## Scatter Plot: Performance Over Time by Precision
### Overview
This image presents a scatter plot illustrating the performance (GFLOPS/Watt) of computing hardware over time (2011-2021) for different precision levels: FP16, FP16/FP32 Tensor, and FP32. The plot shows how performance has evolved for each precision type over the decade.
### Components/Axes
* **X-axis:** Date, ranging from 2011 to 2021. The axis is labeled "Date".
* **Y-axis:** GFLOPS/Watt, ranging from 0 to 1000. The axis is labeled "GFLOPS/Watt".
* **Legend:** Located in the top-left corner, defining the color-coding for each precision type:
* Black: FP16
* Light Blue: FP16/FP32 Tensor
* Yellow: FP32
### Detailed Analysis
The plot contains data points for each precision type across the specified date range.
**FP32 (Yellow):**
The FP32 data series shows a generally upward trend, starting at approximately 5 GFLOPS/Watt in 2011 and reaching around 70 GFLOPS/Watt by 2021. There is some fluctuation, but the overall trend is positive.
* 2011: ~5 GFLOPS/Watt
* 2012: ~15 GFLOPS/Watt
* 2013: ~20 GFLOPS/Watt
* 2014: ~25 GFLOPS/Watt
* 2015: ~30 GFLOPS/Watt
* 2016: ~40 GFLOPS/Watt
* 2017: ~45 GFLOPS/Watt
* 2018: ~50 GFLOPS/Watt
* 2019: ~60 GFLOPS/Watt
* 2020: ~65 GFLOPS/Watt
* 2021: ~70 GFLOPS/Watt
**FP16/FP32 Tensor (Light Blue):**
This series exhibits the most significant performance gains.

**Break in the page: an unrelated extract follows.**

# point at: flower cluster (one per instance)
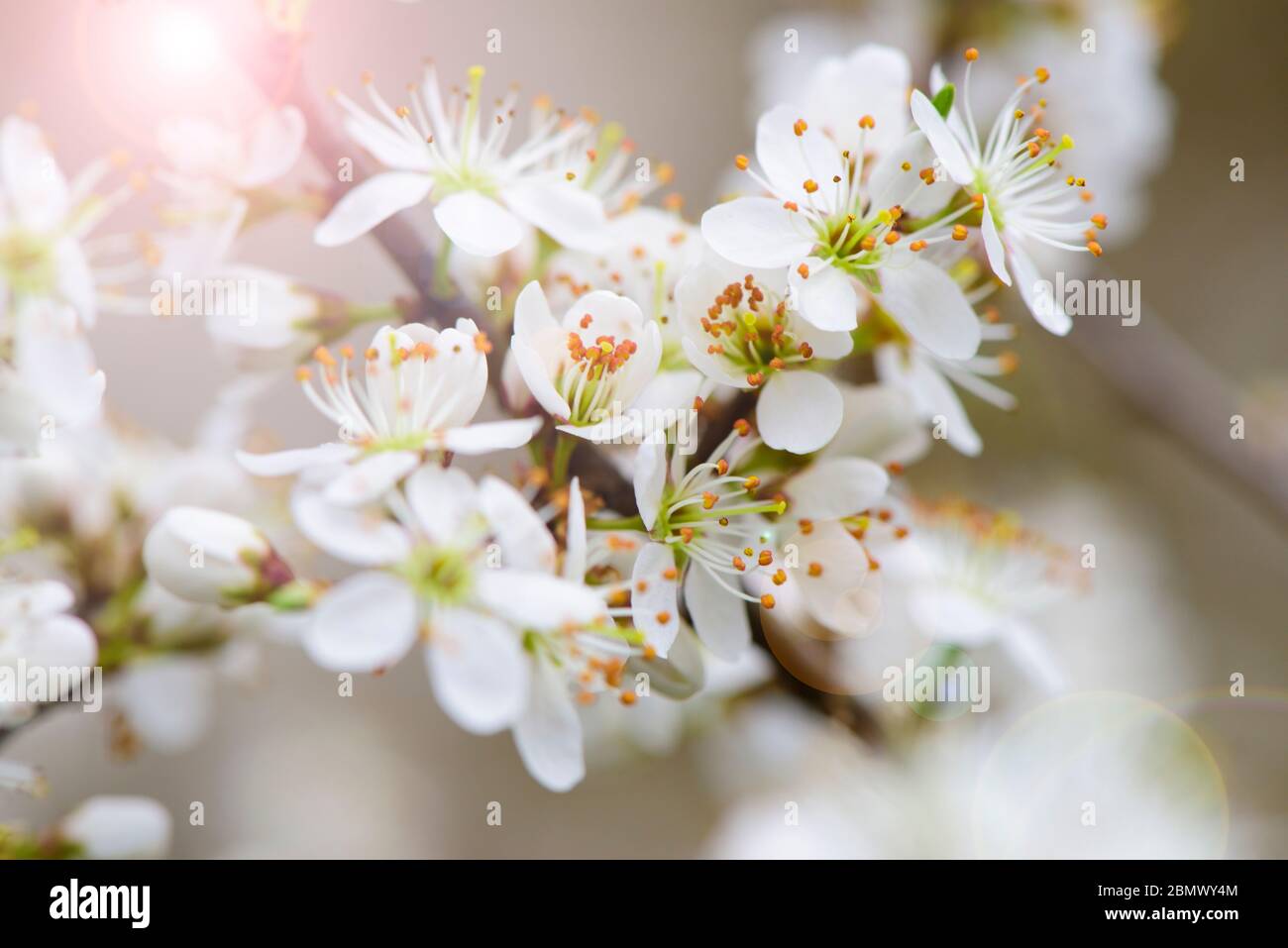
(698, 459)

It starts at a lower value than FP32 around 2018, but quickly surpasses it.
* 2018: ~100 GFLOPS/Watt
* 2019: ~500 GFLOPS/Watt
* 2020: ~700 GFLOPS/Watt
* 2021: ~600 GFLOPS/Watt
**FP16 (Black):**
The FP16 data series appears later in the timeline, starting around 2016. It shows a more erratic pattern, with some significant jumps in performance.
* 2016: ~75 GFLOPS/Watt
* 2017: ~100 GFLOPS/Watt
* 2018: ~100 GFLOPS/Watt
* 2019: ~80 GFLOPS/Watt
* 2020: ~200 GFLOPS/Watt
* 2021: ~80 GFLOPS/Watt
### Key Observations
* FP16/FP32 Tensor precision demonstrates the most substantial performance improvement over the decade, significantly outpacing FP32 and FP16.

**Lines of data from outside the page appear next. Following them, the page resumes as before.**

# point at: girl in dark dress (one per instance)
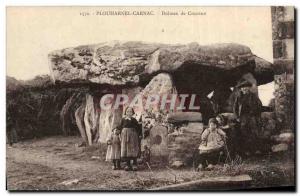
(131, 134)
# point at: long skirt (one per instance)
(113, 152)
(129, 143)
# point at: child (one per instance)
(146, 155)
(212, 144)
(131, 133)
(114, 149)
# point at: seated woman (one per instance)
(211, 147)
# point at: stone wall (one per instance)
(283, 54)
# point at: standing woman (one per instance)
(131, 133)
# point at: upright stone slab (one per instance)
(159, 141)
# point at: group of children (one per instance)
(124, 143)
(212, 147)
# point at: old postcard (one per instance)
(150, 98)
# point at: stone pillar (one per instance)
(283, 54)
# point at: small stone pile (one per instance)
(185, 139)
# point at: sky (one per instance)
(33, 32)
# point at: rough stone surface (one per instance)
(284, 101)
(280, 147)
(287, 138)
(159, 141)
(182, 145)
(119, 63)
(268, 120)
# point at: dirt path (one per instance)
(44, 164)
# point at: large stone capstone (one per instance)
(117, 63)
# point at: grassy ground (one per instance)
(44, 164)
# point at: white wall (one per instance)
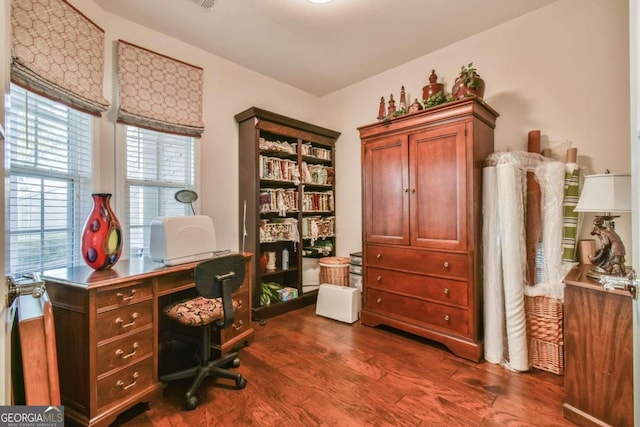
(562, 69)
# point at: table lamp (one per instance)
(606, 193)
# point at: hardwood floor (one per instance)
(307, 370)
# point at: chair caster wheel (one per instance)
(191, 403)
(241, 383)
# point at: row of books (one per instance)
(278, 200)
(317, 201)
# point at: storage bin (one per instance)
(545, 333)
(334, 270)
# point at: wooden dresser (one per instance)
(107, 325)
(422, 202)
(598, 345)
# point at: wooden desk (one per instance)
(107, 325)
(598, 339)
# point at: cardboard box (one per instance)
(287, 294)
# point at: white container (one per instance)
(339, 303)
(285, 259)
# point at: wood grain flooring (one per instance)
(307, 370)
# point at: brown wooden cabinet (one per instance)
(286, 195)
(107, 326)
(422, 194)
(598, 345)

* FP32 shows a steady, but less dramatic, increase in performance.
* FP16 performance is variable, with a large jump in 2020, followed by a decrease in 2021.

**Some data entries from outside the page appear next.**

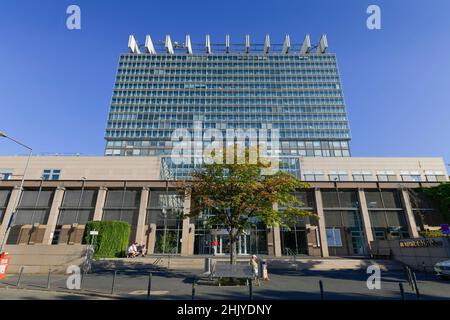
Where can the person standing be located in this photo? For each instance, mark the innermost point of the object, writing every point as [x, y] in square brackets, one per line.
[215, 244]
[254, 265]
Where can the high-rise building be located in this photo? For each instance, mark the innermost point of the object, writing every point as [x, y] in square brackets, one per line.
[293, 88]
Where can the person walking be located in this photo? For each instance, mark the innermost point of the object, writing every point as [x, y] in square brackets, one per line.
[215, 244]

* The data suggests a trend towards higher performance with lower precision (FP16/FP32 Tensor).
### Interpretation
The data illustrates the evolution of computing performance across different precision levels. The dominance of FP16/FP32 Tensor in recent years suggests a shift towards utilizing these precision levels for improved efficiency and performance, likely driven by the demands of machine learning and AI workloads. The relatively stable growth of FP32 indicates its continued relevance, while the fluctuating performance of FP16 might be due to variations in hardware implementations or specific application optimizations. The plot highlights the trade-offs between precision and performance, and how advancements in hardware and software are enabling higher performance at lower precision levels. The decrease in FP16 performance in 2021 could indicate a temporary setback or a change in focus for hardware manufacturers.